In 2017, Ma made headlines after meeting President Donald Trump. Despite Trump’s protectionist attitude towards trade, Ma said China and the United States were not about to be drawn into a trade war. “Give Trump some time. He’s open-minded,” Ma told a panel at the World Economic Forum in January 2017.
Ma is something of a celebrity in China, and crowds of people show up to listen to him speak. The company also hosts annual talent shows, and Ma is a natural entertainer. At a company anniversary event, he dressed up as a punk rocker for a performance in front of 20,000 Alibaba employees.
Company lore has it that Ma came up with the name “Alibaba” while sitting in a San Francisco coffee shop. In “Ali Baba and the Forty Thieves,” a secret password unlocks a trove filled with unbelievable riches. Ma’s company has, in a way, revealed the potential of small and mid-sized businesses across the globe.
Ma stepped down as Alibaba’s chairman on September 10, 2019, his 55th birthday. The company threw him a farewell party in an 80,000-seat stadium in Hangzhou, and Ma performed with other Alibaba executives.
In May, SoftBank announced that Ma would resign from the troubled investment fund’s board of directors.
“Stepping down from SoftBank Group’s Board, I believe, and he said to me actually, was something that he decided on his own,” SoftBank CEO Masayoshi Son said during the firm’s earnings announcement. “That’s sad, but we still keep in contact directly and right before the COVID-19, we met face-to-face every month to have dinner, to talk about businesses, to talk about lives. And we will remain friends for the rest of our life, I believe.”
In October, Ma made headlines again in relation to Ant Group’s highly anticipated IPO. Ant Group was expected to raise $37 billion with a valuation reportedly surpassing $300 billion. But then, Ma publicly snubbed China’s financial regulatory system, calling it ‘an old people’s club.’
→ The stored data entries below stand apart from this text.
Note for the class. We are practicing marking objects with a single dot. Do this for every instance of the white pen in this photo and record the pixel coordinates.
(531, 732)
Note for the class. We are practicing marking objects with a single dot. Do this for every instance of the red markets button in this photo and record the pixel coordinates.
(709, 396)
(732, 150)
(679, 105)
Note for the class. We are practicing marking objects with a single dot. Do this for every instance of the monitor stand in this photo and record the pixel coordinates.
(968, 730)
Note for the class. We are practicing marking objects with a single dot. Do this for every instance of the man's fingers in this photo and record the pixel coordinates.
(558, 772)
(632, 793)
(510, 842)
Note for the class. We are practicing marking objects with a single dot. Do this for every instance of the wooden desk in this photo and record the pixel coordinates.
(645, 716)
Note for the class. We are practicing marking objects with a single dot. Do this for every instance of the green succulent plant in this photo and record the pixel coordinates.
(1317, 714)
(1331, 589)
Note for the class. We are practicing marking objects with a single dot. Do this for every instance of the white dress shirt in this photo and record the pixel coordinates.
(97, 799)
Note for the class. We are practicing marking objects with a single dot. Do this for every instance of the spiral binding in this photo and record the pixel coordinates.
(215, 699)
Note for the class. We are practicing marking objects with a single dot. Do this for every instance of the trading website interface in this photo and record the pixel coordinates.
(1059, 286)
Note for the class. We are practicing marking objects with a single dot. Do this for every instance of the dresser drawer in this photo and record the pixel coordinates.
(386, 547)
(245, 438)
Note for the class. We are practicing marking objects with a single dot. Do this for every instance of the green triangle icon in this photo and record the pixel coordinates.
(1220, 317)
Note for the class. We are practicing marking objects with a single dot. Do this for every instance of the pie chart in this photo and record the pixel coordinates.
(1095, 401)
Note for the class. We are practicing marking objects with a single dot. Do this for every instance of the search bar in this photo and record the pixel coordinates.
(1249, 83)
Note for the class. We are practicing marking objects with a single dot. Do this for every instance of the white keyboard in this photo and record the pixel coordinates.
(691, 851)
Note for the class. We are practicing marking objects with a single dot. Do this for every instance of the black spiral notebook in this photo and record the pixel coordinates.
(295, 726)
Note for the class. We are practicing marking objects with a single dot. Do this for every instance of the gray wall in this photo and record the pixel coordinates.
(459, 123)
Soon after, regulators introduced new online lending rules that directly impacted Ant’s business. Officials then said there were “major issues” with Ant’s listing, and by November, the IPO was suspended.
In the months since, Ma, China’s richest person, has seen his net worth tumble $12 billion, from approximately $62 billion to $50.1 billion, according to Bloomberg’s Billionaires Index. He is now the fourth-richest person in China and the 25th-richest person in the world.
In January, Yahoo Finance reported that Ma hadn’t been seen publicly in more than two months and had been replaced as a judge on the TV talent show he founded, which raised the question of whether Ma had gone missing.
Ma’s absence mirrored similar situations where Chinese businessmen had disappeared after battling with regulators, but multiple sources now say that Ma is not missing – he’s simply “laying low” amid the government scrutiny and new regulations.
In November, Ma was replaced as a judge on the African talent show he founded, “Africa’s Business Heroes,” the Financial Times reported. The talent show did not immediately respond to Business Insider’s request for comment, but an Alibaba spokesperson told Business that Ma could no longer be on the judging panel for the show’s finale – which was filmed in November but has not yet been released – “due to a scheduling conflict.”
“We do not have anything to add beyond that,” the spokesperson said in response to questions about Ma’s whereabouts.
Last week, the Chinese government ordered Ant Group, which owns China’s largest digital payment platform Alipay, to scale back its operations after expressing concerns that its corporate governance was “not sound.”
A spokesperson for Ant Group did not immediately respond to Business Insider’s request for comment for this story.